AetherCode:评估大语言模型在顶级编程竞赛中的获胜能力
AetherCode: Evaluating LLMs' Ability to Win In Premier Programming Competitions
August 22, 2025
作者: Zihan Wang, Jiaze Chen, Zhicheng Liu, Markus Mak, Yidi Du, Geonsik Moon, Luoqi Xu, Aaron Tua, Kunshuo Peng, Jiayi Lu, Mingfei Xia, Boqian Zou, Chenyang Ran, Guang Tian, Shoutai Zhu, Yeheng Duan, Zhenghui Kang, Zhenxing Lin, Shangshu Li, Qiang Luo, Qingshen Long, Zhiyong Chen, Yihan Xiao, Yurong Wu, Daoguang Zan, Yuyi Fu, Mingxuan Wang, Ming Ding
cs.AI
摘要
竞技编程已成为评估大型语言模型(LLMs)推理与编码能力的关键基准。

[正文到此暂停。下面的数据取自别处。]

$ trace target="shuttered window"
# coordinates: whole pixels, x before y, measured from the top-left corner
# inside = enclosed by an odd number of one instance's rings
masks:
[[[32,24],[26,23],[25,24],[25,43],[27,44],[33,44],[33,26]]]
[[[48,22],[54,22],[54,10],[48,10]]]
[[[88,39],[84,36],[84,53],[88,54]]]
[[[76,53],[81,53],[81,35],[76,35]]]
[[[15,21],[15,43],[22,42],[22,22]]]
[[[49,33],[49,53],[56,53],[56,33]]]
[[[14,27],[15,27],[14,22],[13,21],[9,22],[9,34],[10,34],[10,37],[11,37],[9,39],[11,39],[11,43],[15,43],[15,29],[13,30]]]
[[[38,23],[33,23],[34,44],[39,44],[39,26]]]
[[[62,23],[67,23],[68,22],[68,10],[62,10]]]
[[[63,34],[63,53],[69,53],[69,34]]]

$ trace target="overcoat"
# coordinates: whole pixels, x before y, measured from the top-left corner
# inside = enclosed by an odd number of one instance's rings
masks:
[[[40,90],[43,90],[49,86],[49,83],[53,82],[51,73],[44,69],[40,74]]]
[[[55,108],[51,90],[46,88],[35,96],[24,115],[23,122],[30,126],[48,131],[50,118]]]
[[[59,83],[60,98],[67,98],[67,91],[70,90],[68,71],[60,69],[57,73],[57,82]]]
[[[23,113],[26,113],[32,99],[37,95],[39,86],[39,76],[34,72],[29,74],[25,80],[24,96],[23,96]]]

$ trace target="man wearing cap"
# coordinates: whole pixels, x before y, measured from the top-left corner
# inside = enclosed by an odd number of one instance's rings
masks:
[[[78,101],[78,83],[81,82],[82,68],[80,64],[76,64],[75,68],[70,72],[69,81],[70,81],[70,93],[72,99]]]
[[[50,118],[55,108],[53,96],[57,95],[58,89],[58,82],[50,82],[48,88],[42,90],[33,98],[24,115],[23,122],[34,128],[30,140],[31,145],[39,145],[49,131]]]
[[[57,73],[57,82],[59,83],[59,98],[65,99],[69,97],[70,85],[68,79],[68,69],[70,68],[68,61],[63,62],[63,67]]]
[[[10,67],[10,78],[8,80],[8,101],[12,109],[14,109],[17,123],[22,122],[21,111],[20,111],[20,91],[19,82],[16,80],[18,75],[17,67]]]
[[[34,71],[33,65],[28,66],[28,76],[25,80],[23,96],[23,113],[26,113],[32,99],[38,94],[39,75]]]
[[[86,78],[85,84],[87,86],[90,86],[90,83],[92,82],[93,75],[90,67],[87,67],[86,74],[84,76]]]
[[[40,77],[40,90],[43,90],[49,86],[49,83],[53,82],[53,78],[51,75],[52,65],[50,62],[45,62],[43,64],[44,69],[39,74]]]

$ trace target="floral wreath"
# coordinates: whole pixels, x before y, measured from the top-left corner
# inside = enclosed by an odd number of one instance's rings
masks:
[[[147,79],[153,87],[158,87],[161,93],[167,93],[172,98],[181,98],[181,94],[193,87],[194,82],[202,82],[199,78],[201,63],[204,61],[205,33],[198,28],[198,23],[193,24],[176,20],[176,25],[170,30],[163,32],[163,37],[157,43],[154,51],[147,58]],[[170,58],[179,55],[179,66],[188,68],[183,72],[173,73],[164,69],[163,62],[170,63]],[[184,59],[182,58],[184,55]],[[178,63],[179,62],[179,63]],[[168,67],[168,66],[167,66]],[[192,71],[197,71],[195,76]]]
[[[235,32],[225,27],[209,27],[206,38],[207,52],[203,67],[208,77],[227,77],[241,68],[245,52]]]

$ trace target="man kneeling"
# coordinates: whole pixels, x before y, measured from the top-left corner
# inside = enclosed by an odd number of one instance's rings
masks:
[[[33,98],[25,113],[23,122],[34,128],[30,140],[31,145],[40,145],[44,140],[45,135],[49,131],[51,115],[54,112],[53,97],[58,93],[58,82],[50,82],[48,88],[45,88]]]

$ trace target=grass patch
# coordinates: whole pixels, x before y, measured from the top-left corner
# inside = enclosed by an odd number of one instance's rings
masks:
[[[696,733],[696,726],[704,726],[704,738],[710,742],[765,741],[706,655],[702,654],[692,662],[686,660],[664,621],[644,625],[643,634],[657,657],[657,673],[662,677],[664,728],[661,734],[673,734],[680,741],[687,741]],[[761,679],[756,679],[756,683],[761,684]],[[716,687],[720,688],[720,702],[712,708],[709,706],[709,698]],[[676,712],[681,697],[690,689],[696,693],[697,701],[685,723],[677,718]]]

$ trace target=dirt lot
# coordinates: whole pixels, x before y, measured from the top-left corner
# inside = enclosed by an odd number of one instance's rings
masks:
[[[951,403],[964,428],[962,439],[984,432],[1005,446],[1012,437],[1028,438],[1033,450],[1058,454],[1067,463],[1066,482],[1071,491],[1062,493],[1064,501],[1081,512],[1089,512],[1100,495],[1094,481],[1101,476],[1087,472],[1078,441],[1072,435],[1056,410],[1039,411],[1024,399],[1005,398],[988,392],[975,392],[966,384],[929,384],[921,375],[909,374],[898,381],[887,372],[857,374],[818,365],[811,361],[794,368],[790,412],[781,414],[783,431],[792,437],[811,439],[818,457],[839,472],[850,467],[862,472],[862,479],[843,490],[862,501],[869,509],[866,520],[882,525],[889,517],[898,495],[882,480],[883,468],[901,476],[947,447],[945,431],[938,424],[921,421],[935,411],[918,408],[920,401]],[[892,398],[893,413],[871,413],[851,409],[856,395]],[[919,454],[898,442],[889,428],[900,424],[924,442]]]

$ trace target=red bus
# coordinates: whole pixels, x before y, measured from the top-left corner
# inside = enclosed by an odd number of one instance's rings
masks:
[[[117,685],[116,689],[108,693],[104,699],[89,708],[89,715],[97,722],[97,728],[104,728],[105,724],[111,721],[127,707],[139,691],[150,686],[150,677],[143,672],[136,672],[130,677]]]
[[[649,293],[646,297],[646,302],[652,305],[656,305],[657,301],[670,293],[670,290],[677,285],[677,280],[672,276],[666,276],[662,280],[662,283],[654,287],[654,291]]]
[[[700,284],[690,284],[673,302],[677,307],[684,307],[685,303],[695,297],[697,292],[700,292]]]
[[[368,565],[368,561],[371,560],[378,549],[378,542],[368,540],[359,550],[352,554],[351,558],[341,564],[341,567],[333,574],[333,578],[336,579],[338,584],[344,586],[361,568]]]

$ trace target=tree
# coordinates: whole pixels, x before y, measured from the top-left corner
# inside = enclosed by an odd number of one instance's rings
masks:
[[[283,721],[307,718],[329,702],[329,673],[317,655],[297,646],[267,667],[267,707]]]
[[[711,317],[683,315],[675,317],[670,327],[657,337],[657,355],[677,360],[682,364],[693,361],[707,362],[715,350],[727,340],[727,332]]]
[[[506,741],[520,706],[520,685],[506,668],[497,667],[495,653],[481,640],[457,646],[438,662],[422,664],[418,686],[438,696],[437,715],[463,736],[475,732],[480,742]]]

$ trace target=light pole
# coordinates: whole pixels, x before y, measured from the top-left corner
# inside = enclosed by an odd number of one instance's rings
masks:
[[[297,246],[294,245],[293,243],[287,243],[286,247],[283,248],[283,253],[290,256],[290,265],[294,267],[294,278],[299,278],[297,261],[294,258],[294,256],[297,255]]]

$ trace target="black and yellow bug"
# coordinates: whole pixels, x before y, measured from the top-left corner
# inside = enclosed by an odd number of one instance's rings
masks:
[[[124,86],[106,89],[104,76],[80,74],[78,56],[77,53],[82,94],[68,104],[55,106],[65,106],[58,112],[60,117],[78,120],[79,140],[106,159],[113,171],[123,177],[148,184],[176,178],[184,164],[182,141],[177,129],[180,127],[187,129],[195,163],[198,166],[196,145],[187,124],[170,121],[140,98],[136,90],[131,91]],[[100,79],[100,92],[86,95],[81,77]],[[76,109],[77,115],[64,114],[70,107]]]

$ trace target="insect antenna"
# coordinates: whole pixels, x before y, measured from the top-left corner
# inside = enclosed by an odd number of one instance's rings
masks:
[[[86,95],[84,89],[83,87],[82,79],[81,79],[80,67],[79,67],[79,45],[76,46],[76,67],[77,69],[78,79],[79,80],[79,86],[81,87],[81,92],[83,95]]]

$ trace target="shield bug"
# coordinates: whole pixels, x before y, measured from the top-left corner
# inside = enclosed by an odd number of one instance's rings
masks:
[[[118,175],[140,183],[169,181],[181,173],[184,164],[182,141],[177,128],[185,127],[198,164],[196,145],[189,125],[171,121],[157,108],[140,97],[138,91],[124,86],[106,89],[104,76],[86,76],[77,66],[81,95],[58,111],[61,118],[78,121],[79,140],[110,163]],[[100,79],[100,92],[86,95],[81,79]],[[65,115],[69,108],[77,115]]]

尽管现有基准测试取得了显著进展,但我们认为当前评估高估了模型的实际水平,掩盖了LLMs与顶尖人类程序员之间的显著差距。这一差距源于两大关键局限:基准测试问题难度与广度不足,以及低质量测试用例导致的评估偏差。为弥补这些不足,我们推出了AetherCode,这一新基准从IOI、ICPC等顶级编程竞赛中选取题目,提供了更广泛的覆盖范围与更高的难度。AetherCode进一步整合了通过自动化生成与人工审核相结合构建的全面、专家验证的测试套件,确保了评估的严谨性与可靠性。通过将挑战性的问题设计与稳健的评估相结合,AetherCode为LLM能力提供了更为真实的衡量标准,并为未来代码推理研究树立了新标杆。
English
Competitive programming has emerged as a critical benchmark for evaluating
the reasoning and coding capabilities of Large Language Models (LLMs). Despite
impressive progress on existing benchmarks, we argue that current evaluations
overstate model proficiency, masking a substantial gap between LLMs and elite
human programmers. This gap arises from two key limitations: insufficient
difficulty and scope of benchmark problems, and evaluation bias from
low-quality test cases. To address these shortcomings, we present AetherCode, a
new benchmark that draws problems from premier programming competitions such as
IOI and ICPC, offering broader coverage and higher difficulty. AetherCode
further incorporates comprehensive, expert-validated test suites built through
a hybrid of automated generation and human curation, ensuring rigorous and
reliable assessment. By combining challenging problem design with robust
evaluation, AetherCode provides a more faithful measure of LLM capabilities and
sets a new standard for future research in code reasoning.